CPA’s latest forecast anticipates growth of 3.4% this year and 5.2% next year, with private housing, infrastructure and commercial work the main drivers
The construction industry is set to grow by 3.4% this year and 5.2% next year the latest forecast from the Construction Products Association (CPA) has found.
The CPA forecast anticipates that growth in private house building, infrastructure work and commercial activity are set to drive recovery in the industry over the next four years.
The CPA forecasts growth of 3.4% in 2014 and by a further 5.2% in 2015, well up on the 2.7% and 4.6% forecast just three months ago.
The CPA projects growth to continue throughout the forecast period to 2017, with increases of 4.4% in 2016 and 3.8% in 2017.
This comes after a 7.5% fall in construction output in 2012 and what the CPA estimates to be a 1% rise in 2013.
However, the CPA warns that despite the positive outlook over the next four years “considerable uncertainties remain regarding the long-term sustainability of the recovery in the industry and wider economy in the latter years of this forecast post-2015”.
Other key points from the forecast include:
- Infrastructure sector expected to grow 6.8% in 2014; 9.5% in 2015; 11% in 2016; and 7.6% in 2017
- Commercial sector forecast to grow 2.4% this year; 6% in 2015; 4.5% in 2016; and 4.7% in 2017
- Retail subsector output growth of 2% is forecast in 2014, with 5% rises expected in 2016 and 2017
- Private housing output expected to grow 10% in 2014 and 2015, before dipping to 5% in 2016 and 2% in 2017 as government measures such as Help to Buy cease
- Public housing starts to rise 2% in 2014 and 2015 before marginal growth thereafter, with government focusing on affordable, not social, housing provision
- Private housing repair, maintenance and improvement is expected to grow 3.5% in 2014 and then 4% per year until 2017
- Public non-housing, which includes education and health, expected to remain anaemic, with a 0.6% contraction this year, followed by 0.8% growth in 2015; 2.2% growth in 2016; and 2.7% growth in 2017
- Factories growth of 6% is forecast for 2014; thereafter 5% per year growth is projected until 2017
- Warehouses subsector output is forecast to rise 10% in 2014 and 8% in 2015.

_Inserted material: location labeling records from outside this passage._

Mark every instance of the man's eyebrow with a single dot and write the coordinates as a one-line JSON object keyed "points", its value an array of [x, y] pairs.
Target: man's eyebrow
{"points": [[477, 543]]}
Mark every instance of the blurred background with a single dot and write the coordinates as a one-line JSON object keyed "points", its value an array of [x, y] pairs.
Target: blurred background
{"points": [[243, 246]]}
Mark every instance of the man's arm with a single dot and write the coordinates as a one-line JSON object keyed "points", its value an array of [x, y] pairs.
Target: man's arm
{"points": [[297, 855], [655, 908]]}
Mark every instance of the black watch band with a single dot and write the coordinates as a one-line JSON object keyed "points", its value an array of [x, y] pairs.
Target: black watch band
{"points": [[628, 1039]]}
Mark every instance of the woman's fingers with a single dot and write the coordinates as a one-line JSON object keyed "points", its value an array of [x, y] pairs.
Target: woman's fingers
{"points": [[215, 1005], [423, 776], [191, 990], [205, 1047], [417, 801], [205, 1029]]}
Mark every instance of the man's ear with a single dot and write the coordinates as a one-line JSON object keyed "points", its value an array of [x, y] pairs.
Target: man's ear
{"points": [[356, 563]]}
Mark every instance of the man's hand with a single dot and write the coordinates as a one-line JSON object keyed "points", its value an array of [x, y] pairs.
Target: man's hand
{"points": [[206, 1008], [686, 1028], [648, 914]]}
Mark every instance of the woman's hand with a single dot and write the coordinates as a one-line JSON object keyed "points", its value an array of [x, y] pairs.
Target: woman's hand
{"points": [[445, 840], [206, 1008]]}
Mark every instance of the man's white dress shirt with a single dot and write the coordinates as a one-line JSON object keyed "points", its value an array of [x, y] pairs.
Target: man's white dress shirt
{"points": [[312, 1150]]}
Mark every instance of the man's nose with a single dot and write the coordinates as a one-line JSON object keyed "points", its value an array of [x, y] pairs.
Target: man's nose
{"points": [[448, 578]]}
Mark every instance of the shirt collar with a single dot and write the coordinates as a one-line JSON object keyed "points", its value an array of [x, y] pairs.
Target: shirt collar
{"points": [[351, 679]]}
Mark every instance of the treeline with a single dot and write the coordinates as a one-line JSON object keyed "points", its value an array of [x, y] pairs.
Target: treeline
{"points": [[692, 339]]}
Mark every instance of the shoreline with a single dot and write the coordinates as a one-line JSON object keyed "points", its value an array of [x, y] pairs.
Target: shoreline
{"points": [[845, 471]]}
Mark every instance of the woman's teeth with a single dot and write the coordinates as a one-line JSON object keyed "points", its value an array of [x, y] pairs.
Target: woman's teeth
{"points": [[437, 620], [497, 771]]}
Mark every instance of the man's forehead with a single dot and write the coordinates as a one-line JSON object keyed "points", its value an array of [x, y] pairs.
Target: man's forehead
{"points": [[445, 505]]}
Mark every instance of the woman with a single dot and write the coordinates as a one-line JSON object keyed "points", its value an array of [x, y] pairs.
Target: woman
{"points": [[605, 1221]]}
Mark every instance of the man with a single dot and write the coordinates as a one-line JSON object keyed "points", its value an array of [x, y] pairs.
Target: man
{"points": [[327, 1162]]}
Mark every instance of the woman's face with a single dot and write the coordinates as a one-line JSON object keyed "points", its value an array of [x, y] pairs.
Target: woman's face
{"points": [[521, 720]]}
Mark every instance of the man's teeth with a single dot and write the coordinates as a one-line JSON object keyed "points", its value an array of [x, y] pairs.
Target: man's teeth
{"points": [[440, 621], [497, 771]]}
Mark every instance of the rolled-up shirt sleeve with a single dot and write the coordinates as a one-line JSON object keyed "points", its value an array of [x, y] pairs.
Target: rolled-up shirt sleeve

Noble Francis, CPA economics director, said the construction industry was “in a very different place” to a year ago when output fell to a level 15.4% below its pre-recession peak.
He said: “Since 2013 Q1, activity has picked up considerably. Initially this was due to a rapid expansion in house building but more recently growth in new infrastructure and a recovery in London commercial activity have supplemented further rises in private housing.
“Private housing has seen a rapid recovery, albeit from levels of house building that are half the number needed to meet the number of households created.
“This private housing growth has been driven by wider economic recovery and government’s Help to Buy policy.
“While initial concerns were that this policy would fuel house price inflation, but clearly both house prices and house building have risen significantly.
“After 2015, without Help to Buy to support housing market demand, there are strong concerns about whether house building will continue to improve despite the clear need for new housing.
“As a consequence, [our] forecasts anticipate the growth in private housing starts slowing in 2016.”
Francis said that the infrastructure sector was a key driver of growth in the second half of 2013, with output in the sector forecast to increase 39.7% by 2017.
He said this growth was primarily driven by an expected recovery in roads construction, where output fell by over 50% in the space of two years, combined with further growth in rail construction.
He said: “In the medium-term, from 2015, infrastructure is also expected to be supported by double-digit growth in the energy sub-sector due to main works on the first of the new nuclear reactors at Hinkley Point C.
“However, the project has already been subject to considerable delays so further delays cannot be discounted, which would hinder infrastructure growth in the longer term.”
In the commercial sector, Francis said major office projects coming online in London last year had helped spark a recovery in a sector which fell 33.1% between 2008 and 2012.
He said the sector was now forecast to grow 2.7% in 2014 following growth of 2.4% in 2013. From 2015, wider economic recovery and a rise in demand for prime office and retail space outside of London and the South East should also boost the sector,” he added.
“The largest constraint to industry recovery continues to be public sector construction. Public non-housing output fell 27.2% between 2010 and 2012 and the sector is not anticipated to recover until the impacts of capital investment growth feed through in 2015.”